A few miles to the west, a father keeps scissors in his pickup truck so he can trim the grass around his son's headstone.
And a mother down on Lexington Road keeps thinking about how life was different here before the war, when the boys swam in her pond and spent their days laughing. Now, she sits alone and replays the last voice mail her son ever left her.
"Hey, Mom," Danny says every time, "It's me ..."

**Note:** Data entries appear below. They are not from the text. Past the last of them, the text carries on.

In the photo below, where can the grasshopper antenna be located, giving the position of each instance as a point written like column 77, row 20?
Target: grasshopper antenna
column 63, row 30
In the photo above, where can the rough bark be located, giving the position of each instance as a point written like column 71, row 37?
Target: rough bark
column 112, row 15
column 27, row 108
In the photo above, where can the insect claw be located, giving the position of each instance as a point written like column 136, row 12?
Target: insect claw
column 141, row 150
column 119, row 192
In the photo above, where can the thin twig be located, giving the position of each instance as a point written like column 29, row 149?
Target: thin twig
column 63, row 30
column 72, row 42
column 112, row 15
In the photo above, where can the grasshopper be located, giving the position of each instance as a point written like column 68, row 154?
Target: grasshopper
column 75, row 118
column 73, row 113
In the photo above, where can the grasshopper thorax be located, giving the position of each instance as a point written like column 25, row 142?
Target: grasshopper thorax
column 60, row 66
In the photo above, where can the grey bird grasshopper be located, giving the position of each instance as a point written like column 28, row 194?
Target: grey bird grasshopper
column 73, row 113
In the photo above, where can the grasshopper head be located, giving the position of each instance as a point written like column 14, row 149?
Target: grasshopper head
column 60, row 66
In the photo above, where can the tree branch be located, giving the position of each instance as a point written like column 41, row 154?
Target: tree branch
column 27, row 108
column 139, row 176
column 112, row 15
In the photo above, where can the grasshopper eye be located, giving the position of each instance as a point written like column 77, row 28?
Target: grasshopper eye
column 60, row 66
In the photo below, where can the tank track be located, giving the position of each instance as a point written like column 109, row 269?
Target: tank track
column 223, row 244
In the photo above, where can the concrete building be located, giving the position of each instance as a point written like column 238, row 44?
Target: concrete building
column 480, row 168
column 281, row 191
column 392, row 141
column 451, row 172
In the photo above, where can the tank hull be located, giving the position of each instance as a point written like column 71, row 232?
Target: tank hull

Brady Dennis can be reached at firstname.lastname@example.org or 813 226-3386.
Lance Cpl. Jack Coldsnow
Just began his second tour of duty in Iraq; has served in Ramadi, among other places; does not plan to re-enlist in the Marines.
Cpl. Mike Gulley
Has served in al-Qaim, Iraq, since February; squad leader in charge of nine other Marines; due home in October and doesn't plan to re-enlist; wants to move to Virginia Beach and become an electrician; his mother, a Marine, also spent time in Iraq.
Lance Cpl. Tim Hardy
Marine reservist; served in Iraq from March to September 2005; now back in Ohio, working full-time at a potato chip factory and bartending at night; taking night classes in business management at Kent State University.
Cpl. Tyler Jordan
Stationed at Camp LeJeune, N.C.; served two tours in Iraq between 2004 and 2006; awarded a Purple Heart; plans to leave the Marines at the end of his enlistment and enroll at Marshall University; hopes to study business or law enforcement.
Lance Cpl. Randy Kibler
Stationed at the Marine Corps Air Station at Cherry Point, N.C.; deployed to Iraq from February to September 2005, likely headed back to Iraq in early 2007; plans to re-enlist.
Lance Cpl. Daniel McVicker
Killed Oct. 6, 2005, by a roadside bomb in al-Qaim, Iraq, near the Syrian border; was stationed at the Marine Corps Air Station at Cherry Point, N.C.; buried in Beloit, within sight of the lights from the West Branch football stadium.
Cpl. Brian Morris
Stationed at Camp LeJeune, N.C.; married to his high school girlfriend, Nicole; they have a 6-month-old son, Porter; served two tours in Iraq between 2004 and 2006; participated in the siege on Fallujah; hopes to re-enlist and return to Ohio as a Marine recruiter.
Cpl. Wade Morrow
Stationed out of Camp Pendleton, Calif.; married to his high school girlfriend, Shawna; served one tour in Iraq, from February to September 2004; began another deployment last week; plans to move back to Ohio in 2007 and start a family.
Lance Cpl. Doug Osberg
Marine reservist; served in Iraq from March to September 2005; now back in Ohio, working nights in a plant that makes piping; plans to sign on for more duty and expects another tour in Iraq.